Burt Bacharach, the man behind so many hits in the 1960’s-‘70’s is coming to Seattle’s Jazz Alley October 20-23 for four shows. The 87-year-old living legend has won virtually every award there is, from six Grammys to three Oscars.
If Bacharach wrote a song for you, it was a guaranteed platinum-selling hit. Ask Dionne Warwick, The Carpenters, Herb Alpert, Tom Jones, Dusty Springfield, Bobbie Gentry, B.J. Thomas… the list goes on.
Bacharach’s most successful songwriting pairing had to be with lyricist Hal David. They crafted radio-friendly hits specifically for Dionne Warwick, including “I’ll Never Fall In Love Again,” “I Say A Little Prayer” and “Walk On By,” among many others.
Most of the songs Bacharach wrote found its way on Top 40 radio. Every artist in creation during that time period wanted to cover his stuff. When Bacharach wasn’t writing hit songs for hit artists, he was writing hit songs for movies like “Butch Cassidy And The Sundance Kid,” “Alfie” and “Casino Royale.”
The Kansas City-born musician started off learning classical piano but found himself gravitating toward late night jazz clubs to catch Dizzy Gillespie and Charlie Parker live. His pop songs would later attract the interest of jazz musicians and vocalists, which took him by surprise, especially when saxophonist Stan Getz got involved.
Getz did an entire album of Bacharach music for a 1968 recording, What The World Needs Now: Stan Getz Plays The Burt Bacharach Songbook (Verve).

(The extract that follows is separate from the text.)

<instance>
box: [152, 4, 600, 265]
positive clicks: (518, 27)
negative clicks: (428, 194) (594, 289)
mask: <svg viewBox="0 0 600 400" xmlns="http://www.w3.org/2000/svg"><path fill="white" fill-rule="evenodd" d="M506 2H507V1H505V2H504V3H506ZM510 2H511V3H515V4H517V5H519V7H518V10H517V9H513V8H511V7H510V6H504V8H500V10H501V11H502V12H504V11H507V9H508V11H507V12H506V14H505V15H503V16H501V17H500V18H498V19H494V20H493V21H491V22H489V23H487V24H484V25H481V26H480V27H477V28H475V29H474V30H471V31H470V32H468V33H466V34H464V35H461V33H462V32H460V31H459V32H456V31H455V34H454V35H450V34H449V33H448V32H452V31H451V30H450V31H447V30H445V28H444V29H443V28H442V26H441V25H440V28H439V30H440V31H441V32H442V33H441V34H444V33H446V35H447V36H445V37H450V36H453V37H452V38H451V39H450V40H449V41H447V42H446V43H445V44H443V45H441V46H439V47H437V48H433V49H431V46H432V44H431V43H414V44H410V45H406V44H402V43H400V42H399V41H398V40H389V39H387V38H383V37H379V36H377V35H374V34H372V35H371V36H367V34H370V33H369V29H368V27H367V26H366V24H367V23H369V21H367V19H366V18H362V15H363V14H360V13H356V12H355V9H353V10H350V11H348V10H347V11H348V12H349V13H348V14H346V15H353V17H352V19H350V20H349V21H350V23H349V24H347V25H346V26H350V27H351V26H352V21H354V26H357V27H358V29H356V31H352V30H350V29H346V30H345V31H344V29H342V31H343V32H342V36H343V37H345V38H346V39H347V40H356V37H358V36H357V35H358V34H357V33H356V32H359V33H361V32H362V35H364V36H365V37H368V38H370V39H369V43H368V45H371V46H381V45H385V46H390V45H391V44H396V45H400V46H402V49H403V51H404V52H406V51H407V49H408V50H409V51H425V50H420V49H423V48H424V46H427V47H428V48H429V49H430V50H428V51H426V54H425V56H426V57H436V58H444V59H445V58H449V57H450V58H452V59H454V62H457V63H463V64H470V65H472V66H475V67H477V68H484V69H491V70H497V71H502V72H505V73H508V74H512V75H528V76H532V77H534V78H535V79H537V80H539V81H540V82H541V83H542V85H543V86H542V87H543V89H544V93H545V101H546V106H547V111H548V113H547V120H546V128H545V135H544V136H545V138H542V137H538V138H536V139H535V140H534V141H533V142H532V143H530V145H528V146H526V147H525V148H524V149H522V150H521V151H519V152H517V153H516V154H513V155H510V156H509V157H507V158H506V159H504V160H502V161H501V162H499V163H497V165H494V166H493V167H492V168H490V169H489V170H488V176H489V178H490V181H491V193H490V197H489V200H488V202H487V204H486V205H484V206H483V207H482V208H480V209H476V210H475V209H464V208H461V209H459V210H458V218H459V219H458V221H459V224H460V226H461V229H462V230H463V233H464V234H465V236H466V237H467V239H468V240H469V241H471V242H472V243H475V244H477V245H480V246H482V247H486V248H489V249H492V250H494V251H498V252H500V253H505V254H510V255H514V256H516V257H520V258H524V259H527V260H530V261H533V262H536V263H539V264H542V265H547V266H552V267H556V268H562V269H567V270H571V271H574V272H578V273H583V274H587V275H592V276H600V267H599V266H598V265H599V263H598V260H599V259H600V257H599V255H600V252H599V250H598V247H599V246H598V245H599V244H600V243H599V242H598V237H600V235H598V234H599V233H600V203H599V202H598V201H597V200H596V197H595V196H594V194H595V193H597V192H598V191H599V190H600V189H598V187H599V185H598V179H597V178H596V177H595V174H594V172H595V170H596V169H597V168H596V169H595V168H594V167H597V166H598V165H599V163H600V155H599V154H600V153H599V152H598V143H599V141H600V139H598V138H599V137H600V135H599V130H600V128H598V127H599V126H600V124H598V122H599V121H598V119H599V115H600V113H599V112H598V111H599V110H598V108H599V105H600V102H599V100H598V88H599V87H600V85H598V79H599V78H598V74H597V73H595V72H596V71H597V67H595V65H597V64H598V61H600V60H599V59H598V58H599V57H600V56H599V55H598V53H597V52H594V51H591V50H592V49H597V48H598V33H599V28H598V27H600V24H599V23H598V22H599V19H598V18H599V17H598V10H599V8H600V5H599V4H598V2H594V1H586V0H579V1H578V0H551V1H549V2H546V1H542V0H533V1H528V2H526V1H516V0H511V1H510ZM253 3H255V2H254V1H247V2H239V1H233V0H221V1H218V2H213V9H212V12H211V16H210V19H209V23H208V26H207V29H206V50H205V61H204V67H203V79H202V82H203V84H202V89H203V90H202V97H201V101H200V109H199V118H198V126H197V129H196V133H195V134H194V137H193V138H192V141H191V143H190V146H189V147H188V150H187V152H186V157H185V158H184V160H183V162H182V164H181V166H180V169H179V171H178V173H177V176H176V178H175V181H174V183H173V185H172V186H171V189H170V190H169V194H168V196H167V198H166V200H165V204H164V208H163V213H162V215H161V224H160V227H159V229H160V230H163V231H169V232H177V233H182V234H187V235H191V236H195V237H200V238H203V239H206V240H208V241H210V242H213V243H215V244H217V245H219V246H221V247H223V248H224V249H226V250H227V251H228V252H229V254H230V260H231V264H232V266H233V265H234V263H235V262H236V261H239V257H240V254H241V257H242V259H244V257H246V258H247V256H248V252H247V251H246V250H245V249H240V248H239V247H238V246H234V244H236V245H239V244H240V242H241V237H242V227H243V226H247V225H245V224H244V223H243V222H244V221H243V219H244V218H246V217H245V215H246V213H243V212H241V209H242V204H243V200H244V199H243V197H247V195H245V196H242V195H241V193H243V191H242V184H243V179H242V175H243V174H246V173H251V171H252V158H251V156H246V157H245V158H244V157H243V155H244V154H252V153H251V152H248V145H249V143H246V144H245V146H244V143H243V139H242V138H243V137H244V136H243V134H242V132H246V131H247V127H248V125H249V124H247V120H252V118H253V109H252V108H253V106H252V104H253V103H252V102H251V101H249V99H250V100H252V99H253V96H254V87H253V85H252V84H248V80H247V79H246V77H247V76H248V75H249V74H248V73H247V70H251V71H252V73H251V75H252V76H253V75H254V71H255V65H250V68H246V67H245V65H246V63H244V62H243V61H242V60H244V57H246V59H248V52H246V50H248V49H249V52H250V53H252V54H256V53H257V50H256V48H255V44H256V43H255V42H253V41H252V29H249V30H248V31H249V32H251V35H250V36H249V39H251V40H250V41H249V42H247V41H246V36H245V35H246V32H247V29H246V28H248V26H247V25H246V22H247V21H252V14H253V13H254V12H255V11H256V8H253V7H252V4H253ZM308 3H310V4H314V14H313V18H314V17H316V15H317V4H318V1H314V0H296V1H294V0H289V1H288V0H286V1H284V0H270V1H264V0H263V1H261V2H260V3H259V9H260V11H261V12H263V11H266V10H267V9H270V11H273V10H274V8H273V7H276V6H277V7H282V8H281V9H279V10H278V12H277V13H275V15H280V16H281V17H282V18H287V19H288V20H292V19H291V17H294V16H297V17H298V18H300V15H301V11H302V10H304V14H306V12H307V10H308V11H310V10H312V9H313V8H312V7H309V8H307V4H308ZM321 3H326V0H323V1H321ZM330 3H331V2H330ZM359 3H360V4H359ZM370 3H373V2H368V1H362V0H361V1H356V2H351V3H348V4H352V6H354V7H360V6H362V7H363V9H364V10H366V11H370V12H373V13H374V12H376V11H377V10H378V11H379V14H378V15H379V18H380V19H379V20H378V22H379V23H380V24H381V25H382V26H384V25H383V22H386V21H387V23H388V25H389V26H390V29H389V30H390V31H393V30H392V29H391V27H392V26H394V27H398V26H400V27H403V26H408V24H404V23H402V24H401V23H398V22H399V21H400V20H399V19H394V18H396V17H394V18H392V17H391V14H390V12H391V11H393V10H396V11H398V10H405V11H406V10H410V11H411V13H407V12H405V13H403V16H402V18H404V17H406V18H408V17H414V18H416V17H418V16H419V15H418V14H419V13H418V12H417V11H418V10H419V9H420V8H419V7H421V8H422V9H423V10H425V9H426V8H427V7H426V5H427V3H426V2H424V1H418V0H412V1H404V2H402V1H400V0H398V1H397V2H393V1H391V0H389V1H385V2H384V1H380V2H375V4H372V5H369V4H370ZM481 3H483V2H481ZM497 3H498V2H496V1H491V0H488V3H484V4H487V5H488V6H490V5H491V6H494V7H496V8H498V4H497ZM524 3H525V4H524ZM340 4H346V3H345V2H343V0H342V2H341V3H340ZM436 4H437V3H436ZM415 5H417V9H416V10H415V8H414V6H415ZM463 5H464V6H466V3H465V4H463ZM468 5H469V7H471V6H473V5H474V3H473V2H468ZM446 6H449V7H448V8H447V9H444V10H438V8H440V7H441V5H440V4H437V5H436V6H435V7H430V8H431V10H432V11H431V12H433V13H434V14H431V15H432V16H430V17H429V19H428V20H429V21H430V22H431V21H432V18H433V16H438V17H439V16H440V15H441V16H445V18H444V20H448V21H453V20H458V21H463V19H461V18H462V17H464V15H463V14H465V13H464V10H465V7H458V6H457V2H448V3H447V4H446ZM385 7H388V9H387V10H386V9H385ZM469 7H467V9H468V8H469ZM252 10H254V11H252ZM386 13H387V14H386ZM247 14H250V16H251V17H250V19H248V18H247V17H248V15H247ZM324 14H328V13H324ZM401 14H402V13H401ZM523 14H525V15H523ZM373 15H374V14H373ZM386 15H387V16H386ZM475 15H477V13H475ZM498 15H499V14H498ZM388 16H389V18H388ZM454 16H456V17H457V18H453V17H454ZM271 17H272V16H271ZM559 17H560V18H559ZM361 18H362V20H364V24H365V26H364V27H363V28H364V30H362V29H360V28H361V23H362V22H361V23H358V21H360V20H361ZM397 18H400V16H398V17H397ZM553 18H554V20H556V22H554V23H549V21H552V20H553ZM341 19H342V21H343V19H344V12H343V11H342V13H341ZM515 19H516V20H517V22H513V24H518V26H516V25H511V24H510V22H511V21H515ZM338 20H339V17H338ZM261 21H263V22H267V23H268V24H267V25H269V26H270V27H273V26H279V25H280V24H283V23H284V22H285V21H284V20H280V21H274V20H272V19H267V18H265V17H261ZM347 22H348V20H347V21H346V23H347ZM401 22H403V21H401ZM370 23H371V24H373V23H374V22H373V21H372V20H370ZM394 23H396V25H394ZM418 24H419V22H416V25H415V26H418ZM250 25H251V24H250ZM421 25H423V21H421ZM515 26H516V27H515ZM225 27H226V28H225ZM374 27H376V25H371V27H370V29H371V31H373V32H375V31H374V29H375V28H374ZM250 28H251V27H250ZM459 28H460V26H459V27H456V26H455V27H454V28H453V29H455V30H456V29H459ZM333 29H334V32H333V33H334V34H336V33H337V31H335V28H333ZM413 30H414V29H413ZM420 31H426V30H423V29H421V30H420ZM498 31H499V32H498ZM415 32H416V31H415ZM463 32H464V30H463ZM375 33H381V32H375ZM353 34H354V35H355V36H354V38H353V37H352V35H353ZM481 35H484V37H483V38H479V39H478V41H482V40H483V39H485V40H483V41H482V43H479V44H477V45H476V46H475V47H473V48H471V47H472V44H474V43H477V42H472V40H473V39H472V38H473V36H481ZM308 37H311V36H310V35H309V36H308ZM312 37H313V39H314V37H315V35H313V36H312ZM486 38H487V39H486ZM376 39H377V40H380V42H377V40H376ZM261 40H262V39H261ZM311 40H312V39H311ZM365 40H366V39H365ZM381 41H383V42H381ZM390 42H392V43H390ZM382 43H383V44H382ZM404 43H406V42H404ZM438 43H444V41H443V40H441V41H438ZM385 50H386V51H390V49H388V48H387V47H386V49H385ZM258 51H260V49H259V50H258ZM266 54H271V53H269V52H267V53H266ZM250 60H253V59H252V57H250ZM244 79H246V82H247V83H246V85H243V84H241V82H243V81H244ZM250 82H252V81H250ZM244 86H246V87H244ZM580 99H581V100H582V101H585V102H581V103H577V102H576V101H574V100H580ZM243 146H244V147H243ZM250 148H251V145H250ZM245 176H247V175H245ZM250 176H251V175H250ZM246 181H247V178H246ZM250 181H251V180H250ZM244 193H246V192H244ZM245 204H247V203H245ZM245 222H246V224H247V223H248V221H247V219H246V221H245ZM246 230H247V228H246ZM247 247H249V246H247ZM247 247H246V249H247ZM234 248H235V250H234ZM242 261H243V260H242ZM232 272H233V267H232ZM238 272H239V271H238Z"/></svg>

Bacharach might’ve been shocked by the jazz attraction to his pop tunes, but jazz artists weren’t. There’s an unusual chord progression and spaciousness to Bacharach’s music, offering plenty of moments for the vocalist or instrumentalist to manipulate tempo and infer varying degrees of emotional inflection. “A House Is Not A Home” is a particular gem of a vocal show piece for the right singer, and a test of that singer’s ability to tone it down and pull poignancy without excessive effort. Written originally for Warwick in 1964, it’s now become a favorite jazz standard.
Burt Bacharach brings his 10-piece band to Jazz Alley for this special occasion: keyboardists Bill Cantos and David Joyce, bassist David Coy, percussionist John Ferraro, violinist Elizabeth Chorley, trumpeter/flugelhornist Thomas Ehlen, woodwinds player Dennis Wilson, and vocalists Josie James, John Pagano, and Donna Taylor.
Online reservations have already been opened to Alley Cat subscribers for a 48-hour period March 29 before the rest of the public gets a shot. Bacharach tours the United Kingdom, Austria, and Denmark before embarking on the U.S. round in August.